The system performs and automates this task by adjusting weights attributed to certain terms and their equivalents (i.e. terms with the same or similar meanings) within the data it processes.
Imagine you asked “what do we have on MRO”, and you got information back on maintenance, repair and operations, but you told the system that you are only interested in anything pertaining to “Mars Reconnaissance Orbiter”. The next time you ask, you will get information only pertaining to the latter and possibly on related topics like Mars landing craft, automated robots for planetary exploration, etc.
For one person and one query, that seem rather simple. But now imagine, that you have tens of thousands of colleagues and thousands of topics to cover. That is when the RFM benefits from machine learning algorithms, not only to detect the preferences of each person but also of groups of people with similar interests, similarities in documents, etc. to spread the user relevance feedback to other documents, queries and people on an ongoing basis in an automated way.
A key benefit of a relevance feedback model is to enable users, in particular expert users, to affect relevance appropriate to their environment without the IT department having to implement rules for relevance according to specific user groups. It allows administrators to decide by configuration which specific users within the organization will contribute as well as the exact factor of relevancy improvement.
The relevance feedback model can also go a long way towards improving the human-machine interaction.

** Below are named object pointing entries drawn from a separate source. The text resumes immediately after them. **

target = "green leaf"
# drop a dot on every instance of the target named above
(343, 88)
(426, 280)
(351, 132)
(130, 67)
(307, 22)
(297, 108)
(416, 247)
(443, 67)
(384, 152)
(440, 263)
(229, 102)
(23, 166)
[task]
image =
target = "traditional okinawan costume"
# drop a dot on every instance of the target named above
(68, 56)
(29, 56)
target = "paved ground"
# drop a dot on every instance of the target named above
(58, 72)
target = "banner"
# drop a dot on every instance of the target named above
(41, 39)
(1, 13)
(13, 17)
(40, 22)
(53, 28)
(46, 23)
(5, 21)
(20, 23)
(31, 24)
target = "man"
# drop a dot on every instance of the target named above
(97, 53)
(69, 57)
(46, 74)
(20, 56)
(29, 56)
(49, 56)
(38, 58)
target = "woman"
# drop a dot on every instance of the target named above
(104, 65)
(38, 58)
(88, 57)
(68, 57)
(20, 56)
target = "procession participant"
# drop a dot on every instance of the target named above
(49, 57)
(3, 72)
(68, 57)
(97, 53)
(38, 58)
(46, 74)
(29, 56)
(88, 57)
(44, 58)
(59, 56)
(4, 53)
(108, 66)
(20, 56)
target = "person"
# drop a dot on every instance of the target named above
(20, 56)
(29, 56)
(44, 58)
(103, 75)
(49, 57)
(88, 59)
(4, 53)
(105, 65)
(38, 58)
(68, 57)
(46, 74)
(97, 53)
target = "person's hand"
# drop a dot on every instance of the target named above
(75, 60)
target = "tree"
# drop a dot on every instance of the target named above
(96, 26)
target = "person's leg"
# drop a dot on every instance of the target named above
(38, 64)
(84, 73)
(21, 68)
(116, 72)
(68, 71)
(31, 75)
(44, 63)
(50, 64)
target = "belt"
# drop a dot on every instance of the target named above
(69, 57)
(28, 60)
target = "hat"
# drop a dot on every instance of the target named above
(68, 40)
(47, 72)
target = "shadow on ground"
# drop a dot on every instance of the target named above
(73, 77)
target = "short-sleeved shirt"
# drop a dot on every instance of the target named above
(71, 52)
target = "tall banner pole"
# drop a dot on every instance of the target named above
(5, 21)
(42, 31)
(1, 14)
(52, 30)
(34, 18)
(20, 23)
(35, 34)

As the relevance of certain content increases significantly due to relevance feedback, the user experience starts to feel much more “conversational” – i.e offering one to three suggestions as “answers” to a query – than a traditional search interface offering a list of documents in response to a query.
The RFM provides a way to discover from everyone’s experience the information that best answers the question. Take the real-world case of a customer service representative (CSR) seeking an answer to a customer’s product question using the product name or code. In this case, the CSR will obtain a diverse set of documents including parts catalogs, how-to information, product specifications, packaging information, marketing material, etc. All of this information is relevant but only some of it may help the CSR answer the customer’s question.
Thanks to the RFM, the CSR would immediately see information she has already viewed when she searched similar things in the past because the RFM takes into account the user’s “click actions” and applies a tiny relevance boost accordingly. Perhaps even more powerfully, the RFM will also modify the order of the results by observing (over time) what information other CSRs spend time to discover, even when they dive deeply into the results list for relevant information. Organizations striving to take full advantage of the RFM will configure it so that the experts’ interactions with the system provide bigger boosts for important content and even ban inaccurate information from appearing in results lists.
As you can see from the example above, the RFM provides a collaborative way to modify search result order. It is neither a tagging nor a classification approach, both of which can be done at indexing time (extracting metadata from source, entity extraction with Natural Language Processing) or afterwards (classification through ML algorithm like clustering, similarity computation, and so forth). The RFM arguably represents a smarter approach by directly incorporating human decisions when presenting information that will best address a user’s query.
As information-driven organizations strive for ever higher degrees of accuracy for end users seeking knowledge, the ability to leverage relevance feedback from users, especially expert users, automatically at scale becomes increasingly mission-critical for optimal business performance.